Vietnam, Kambodscha - Zu Besuch bei ethnischen Minderheiten

Um ein Land kennen zu lernen, sollte man auch die Bevölkerung kennen lernen. Dieser Kontakt mit der Bevölkerung, ist ein wichtiger Bestandteil dieser Reise, denn neben vielen Naturschönheiten, wie Wasserfällen, Seen und den seltenen Irravaddy Delphinen, besuchen wir mehrere Dörfer ethnischer Minderheiten. Perfekte Orte um fremde Gebräuche und Lebensarten zu entdecken und in eine andere Kultur einzutauchen.

Reiseverlauf

1. Tag:

Abreise ab Deutschland.

2. Tag:

Nach Ankunft in Saigon Transfer zum Hotel. Anschließend erste Erkundungen in der Stadt. (-/-/-)

3. Tag:

Saigon ist eine dynamische Metropole, die vor Energie, Aktivität und Bewegung strotzt. Wohin man auch schaut, sieht man das Zusammentreffen traditionellen und modernen Lebens. Die hoch aufragende moderne Skyline steht Seite an Seite mit kolonialen Gebäuden und traditionellen Tempeln. Unsere Tour beginnt mit einer Besichtigung der historischen Altstadt. Wir passieren Sehenswürdigkeiten im klassisch-europäischen Stil, wie die schön verzierte City Hall und das alte Opernhaus (beide können eventuell nur von außen besichtigt werden), die Jadekaiser Pagode und Chinatown. (F)

4. Tag:

Heute besuchen wir Kaffee- und Teeplantagen und das Tuyen Lam Zen Kloster. Übernachtung in Dalat. (F)

5. Tag:

Der heutige Programmpunkt ist die Besichtigung von Dalat, eine ehemalige, koloniale Bergstation, eingebettet in den Bergen, mit vielen farbenprächtigen Parks, Seen, Gärten und Wasserfällen. Wir starten am Xuan Huong See, der sich im Herzen von Dalat befindet und sich für einen gemütlichen Spaziergang bestens eignet. Wir schlendern durch das französische Viertel, das noch immer die Atmosphäre einer französischen Kleinstadt ausstrahlt und besuchen die Kathedrale von Dalat, die skurrile Hang Nga Kunstgalerie.

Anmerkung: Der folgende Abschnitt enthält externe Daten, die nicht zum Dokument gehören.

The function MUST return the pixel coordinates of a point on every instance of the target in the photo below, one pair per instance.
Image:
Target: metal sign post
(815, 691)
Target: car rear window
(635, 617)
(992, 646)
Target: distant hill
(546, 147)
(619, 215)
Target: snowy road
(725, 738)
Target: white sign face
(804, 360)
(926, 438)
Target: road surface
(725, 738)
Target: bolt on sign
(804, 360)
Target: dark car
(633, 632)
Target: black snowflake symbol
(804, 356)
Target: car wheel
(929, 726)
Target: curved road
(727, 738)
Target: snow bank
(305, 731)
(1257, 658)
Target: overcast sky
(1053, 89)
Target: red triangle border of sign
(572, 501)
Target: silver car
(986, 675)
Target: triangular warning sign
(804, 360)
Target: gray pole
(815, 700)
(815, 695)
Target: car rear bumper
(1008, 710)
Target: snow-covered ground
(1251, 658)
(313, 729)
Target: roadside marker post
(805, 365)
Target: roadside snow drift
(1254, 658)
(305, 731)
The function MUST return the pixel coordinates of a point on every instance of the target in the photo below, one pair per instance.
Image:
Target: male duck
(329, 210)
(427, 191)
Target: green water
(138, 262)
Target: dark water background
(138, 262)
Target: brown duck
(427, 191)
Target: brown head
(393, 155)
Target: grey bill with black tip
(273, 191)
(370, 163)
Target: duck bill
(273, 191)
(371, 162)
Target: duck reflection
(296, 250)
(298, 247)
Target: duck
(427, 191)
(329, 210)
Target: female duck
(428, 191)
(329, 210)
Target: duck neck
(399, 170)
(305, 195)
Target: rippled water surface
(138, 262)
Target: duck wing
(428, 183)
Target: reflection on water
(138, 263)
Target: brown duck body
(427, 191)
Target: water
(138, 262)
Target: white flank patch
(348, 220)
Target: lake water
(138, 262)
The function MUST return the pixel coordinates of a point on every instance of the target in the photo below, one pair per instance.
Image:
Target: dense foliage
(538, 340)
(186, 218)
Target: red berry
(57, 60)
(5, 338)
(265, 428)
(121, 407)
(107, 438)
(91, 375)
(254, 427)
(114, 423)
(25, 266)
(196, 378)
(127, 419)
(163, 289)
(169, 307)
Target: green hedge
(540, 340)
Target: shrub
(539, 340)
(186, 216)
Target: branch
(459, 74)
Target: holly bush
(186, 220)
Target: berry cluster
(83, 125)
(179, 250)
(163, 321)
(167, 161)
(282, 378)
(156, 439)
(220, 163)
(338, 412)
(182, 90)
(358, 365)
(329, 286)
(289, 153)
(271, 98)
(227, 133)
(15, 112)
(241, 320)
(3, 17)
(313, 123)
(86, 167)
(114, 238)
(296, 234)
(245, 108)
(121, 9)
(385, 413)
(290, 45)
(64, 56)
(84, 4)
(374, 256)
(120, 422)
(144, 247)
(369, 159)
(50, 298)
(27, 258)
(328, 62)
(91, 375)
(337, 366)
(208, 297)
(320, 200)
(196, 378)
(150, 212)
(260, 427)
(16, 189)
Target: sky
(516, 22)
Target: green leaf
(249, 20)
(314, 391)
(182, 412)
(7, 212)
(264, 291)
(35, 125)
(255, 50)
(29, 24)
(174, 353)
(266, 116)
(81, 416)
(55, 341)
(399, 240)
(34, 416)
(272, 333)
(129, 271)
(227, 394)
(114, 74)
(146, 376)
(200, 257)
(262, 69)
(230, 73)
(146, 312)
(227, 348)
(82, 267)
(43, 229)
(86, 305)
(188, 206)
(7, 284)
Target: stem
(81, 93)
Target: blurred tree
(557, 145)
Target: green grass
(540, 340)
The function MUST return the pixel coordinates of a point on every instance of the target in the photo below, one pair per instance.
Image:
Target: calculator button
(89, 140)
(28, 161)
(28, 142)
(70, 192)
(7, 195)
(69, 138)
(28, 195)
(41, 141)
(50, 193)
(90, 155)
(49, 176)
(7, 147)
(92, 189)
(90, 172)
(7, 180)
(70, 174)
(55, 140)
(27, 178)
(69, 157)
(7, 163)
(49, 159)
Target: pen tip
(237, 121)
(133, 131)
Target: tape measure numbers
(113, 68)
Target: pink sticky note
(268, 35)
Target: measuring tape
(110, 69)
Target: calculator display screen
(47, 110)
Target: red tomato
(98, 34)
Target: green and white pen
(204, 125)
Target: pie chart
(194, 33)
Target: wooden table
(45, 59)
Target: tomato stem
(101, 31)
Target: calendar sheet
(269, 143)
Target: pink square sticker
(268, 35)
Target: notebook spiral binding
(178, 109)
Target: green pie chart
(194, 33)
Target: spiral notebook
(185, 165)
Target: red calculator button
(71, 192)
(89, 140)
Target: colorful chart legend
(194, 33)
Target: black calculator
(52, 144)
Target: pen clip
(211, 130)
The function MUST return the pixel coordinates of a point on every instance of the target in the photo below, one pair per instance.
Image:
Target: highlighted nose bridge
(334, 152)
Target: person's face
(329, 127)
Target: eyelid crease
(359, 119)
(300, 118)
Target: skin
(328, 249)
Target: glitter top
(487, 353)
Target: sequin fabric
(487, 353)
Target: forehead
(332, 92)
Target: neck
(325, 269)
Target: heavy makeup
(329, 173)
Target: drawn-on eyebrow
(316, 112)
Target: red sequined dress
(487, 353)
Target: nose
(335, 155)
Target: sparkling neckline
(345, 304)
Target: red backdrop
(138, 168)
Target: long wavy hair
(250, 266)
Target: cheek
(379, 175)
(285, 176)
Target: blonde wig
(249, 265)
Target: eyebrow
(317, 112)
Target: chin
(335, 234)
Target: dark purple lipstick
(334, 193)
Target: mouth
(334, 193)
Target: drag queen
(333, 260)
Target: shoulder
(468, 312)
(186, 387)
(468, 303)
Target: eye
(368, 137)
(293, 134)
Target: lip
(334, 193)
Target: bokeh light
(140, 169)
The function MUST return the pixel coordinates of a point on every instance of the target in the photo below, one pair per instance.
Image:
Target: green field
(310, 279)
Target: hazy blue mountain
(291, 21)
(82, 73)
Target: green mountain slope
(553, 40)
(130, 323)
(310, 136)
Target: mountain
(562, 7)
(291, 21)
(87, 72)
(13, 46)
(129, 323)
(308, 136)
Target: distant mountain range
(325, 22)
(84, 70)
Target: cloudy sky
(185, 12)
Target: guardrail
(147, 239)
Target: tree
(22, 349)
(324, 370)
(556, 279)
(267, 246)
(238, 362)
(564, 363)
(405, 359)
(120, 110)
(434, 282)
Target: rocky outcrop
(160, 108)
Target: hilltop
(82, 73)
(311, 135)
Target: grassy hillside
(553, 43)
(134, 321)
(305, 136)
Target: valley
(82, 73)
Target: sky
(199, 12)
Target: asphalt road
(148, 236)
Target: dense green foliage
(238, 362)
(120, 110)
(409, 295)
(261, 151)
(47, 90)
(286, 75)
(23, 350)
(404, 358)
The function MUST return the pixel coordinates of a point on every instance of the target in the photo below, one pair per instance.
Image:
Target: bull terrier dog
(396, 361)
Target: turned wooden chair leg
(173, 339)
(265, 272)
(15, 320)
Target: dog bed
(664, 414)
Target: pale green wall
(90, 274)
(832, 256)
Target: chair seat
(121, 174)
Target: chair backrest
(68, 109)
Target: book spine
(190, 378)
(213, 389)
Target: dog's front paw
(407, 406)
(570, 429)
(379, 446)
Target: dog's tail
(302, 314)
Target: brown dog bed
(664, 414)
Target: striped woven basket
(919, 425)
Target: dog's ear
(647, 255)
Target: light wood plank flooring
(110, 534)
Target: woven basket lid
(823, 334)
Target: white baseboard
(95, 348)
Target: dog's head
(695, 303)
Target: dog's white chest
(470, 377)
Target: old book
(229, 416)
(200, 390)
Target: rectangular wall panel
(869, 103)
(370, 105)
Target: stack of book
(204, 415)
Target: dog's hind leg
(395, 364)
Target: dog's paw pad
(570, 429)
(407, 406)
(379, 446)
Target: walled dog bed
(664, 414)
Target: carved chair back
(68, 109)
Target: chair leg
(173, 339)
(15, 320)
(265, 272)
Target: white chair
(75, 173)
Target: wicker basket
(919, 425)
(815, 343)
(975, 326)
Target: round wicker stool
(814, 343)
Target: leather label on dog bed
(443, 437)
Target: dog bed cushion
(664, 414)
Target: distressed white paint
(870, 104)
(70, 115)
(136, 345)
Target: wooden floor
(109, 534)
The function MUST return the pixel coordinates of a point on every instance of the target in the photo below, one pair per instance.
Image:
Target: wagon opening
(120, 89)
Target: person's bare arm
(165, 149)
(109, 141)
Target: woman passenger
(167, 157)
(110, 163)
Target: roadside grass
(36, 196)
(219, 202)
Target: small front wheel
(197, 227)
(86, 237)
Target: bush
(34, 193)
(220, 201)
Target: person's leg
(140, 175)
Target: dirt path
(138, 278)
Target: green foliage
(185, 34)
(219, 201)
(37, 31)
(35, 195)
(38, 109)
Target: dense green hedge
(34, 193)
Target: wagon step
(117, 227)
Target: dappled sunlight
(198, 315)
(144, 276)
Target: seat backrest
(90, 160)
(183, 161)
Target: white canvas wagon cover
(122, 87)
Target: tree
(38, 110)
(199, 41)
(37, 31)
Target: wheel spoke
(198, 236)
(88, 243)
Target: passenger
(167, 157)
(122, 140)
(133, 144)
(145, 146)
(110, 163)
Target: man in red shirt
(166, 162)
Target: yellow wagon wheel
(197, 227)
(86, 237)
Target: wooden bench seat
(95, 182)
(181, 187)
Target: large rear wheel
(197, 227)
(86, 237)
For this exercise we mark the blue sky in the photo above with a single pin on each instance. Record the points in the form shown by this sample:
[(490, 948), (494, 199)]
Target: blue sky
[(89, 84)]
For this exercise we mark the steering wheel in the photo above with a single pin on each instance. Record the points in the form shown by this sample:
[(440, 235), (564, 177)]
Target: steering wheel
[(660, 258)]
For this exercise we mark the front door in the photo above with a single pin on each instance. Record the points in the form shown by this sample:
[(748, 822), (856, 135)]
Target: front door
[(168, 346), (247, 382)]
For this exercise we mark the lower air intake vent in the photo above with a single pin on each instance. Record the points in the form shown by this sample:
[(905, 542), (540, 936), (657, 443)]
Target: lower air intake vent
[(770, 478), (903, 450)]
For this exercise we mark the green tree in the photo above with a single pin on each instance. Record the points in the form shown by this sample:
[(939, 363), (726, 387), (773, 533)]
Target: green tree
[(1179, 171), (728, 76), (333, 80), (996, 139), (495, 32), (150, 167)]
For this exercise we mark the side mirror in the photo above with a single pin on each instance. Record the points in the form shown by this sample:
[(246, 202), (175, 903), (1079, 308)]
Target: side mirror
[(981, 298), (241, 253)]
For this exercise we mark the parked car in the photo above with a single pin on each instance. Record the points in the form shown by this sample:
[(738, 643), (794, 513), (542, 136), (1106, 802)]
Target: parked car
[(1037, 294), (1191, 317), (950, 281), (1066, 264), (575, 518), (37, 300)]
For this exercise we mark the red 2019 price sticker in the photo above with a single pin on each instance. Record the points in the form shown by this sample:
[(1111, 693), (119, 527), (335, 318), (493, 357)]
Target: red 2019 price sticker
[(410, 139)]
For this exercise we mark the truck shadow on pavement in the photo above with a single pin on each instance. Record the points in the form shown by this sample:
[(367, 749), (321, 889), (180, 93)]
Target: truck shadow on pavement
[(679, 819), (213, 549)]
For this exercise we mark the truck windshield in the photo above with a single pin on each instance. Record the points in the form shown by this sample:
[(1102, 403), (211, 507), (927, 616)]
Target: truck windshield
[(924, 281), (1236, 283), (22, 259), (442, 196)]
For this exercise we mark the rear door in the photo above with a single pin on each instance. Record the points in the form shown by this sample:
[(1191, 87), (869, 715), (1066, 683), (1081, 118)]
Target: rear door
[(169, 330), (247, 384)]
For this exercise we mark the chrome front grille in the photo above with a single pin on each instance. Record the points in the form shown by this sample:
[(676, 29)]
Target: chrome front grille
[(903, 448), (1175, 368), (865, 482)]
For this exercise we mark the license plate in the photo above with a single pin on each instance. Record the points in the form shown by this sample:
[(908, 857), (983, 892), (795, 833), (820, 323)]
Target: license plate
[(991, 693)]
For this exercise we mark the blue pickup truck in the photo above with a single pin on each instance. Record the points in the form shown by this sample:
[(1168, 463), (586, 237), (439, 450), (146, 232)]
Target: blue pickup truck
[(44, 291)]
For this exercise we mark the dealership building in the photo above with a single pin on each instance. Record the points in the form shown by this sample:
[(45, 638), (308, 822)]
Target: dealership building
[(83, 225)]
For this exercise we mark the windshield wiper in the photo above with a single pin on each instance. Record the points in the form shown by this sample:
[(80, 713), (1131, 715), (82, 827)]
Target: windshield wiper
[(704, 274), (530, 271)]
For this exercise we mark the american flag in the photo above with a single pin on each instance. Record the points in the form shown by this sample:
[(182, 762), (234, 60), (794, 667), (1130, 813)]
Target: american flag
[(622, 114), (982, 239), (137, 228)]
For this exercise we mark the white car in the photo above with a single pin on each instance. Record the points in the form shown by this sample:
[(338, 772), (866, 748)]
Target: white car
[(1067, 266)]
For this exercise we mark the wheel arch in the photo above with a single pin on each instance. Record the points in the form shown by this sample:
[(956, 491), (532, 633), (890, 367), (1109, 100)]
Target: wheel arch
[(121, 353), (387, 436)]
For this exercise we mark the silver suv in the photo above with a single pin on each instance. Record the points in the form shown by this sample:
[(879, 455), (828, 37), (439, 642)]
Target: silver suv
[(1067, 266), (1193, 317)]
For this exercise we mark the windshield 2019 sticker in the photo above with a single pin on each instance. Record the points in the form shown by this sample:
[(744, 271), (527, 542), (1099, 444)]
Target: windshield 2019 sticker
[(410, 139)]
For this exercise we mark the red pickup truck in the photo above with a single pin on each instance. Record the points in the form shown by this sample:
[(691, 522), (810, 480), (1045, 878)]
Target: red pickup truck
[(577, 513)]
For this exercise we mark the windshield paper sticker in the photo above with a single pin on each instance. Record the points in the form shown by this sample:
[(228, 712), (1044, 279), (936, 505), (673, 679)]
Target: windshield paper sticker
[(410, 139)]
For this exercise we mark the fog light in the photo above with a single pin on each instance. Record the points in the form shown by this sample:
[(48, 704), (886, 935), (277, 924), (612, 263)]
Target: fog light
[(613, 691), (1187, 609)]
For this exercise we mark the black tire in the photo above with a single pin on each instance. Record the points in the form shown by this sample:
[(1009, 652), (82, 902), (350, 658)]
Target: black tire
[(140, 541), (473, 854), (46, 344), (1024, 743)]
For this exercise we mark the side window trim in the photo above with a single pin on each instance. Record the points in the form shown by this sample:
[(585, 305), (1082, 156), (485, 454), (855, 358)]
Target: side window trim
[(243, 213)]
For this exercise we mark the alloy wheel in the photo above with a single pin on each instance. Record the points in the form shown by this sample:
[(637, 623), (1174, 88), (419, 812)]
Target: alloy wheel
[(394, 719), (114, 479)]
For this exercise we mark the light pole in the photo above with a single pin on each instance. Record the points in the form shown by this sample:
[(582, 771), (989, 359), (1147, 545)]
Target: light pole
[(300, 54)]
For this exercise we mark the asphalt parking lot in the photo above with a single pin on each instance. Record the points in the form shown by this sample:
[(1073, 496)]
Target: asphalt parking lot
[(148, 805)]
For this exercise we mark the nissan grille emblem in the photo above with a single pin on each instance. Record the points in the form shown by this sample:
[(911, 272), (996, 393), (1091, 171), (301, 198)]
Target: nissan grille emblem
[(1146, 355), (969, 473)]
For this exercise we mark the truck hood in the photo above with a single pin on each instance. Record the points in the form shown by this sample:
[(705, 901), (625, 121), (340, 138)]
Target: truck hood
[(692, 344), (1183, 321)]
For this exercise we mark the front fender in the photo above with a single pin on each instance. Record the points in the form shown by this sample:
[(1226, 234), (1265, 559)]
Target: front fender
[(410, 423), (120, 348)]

Dieses Guesthouse mit angeschlossener Kunstgalerie spiegelt den einzigartigen Stil der Architektin Mrs. Dang Viet Nga wider. Im Anschluss Besuch der Sommerresidenz von Bao Dai, um einen Einblick in das Leben des letzten vietnamesischen Kaisers zu erhalten. Letztendlich sehen wir noch den Blumengarten, der Blumen beheimatet, die man in Vietnam nur selten zu Gesicht bekommt. Üb. in Dalat. (F)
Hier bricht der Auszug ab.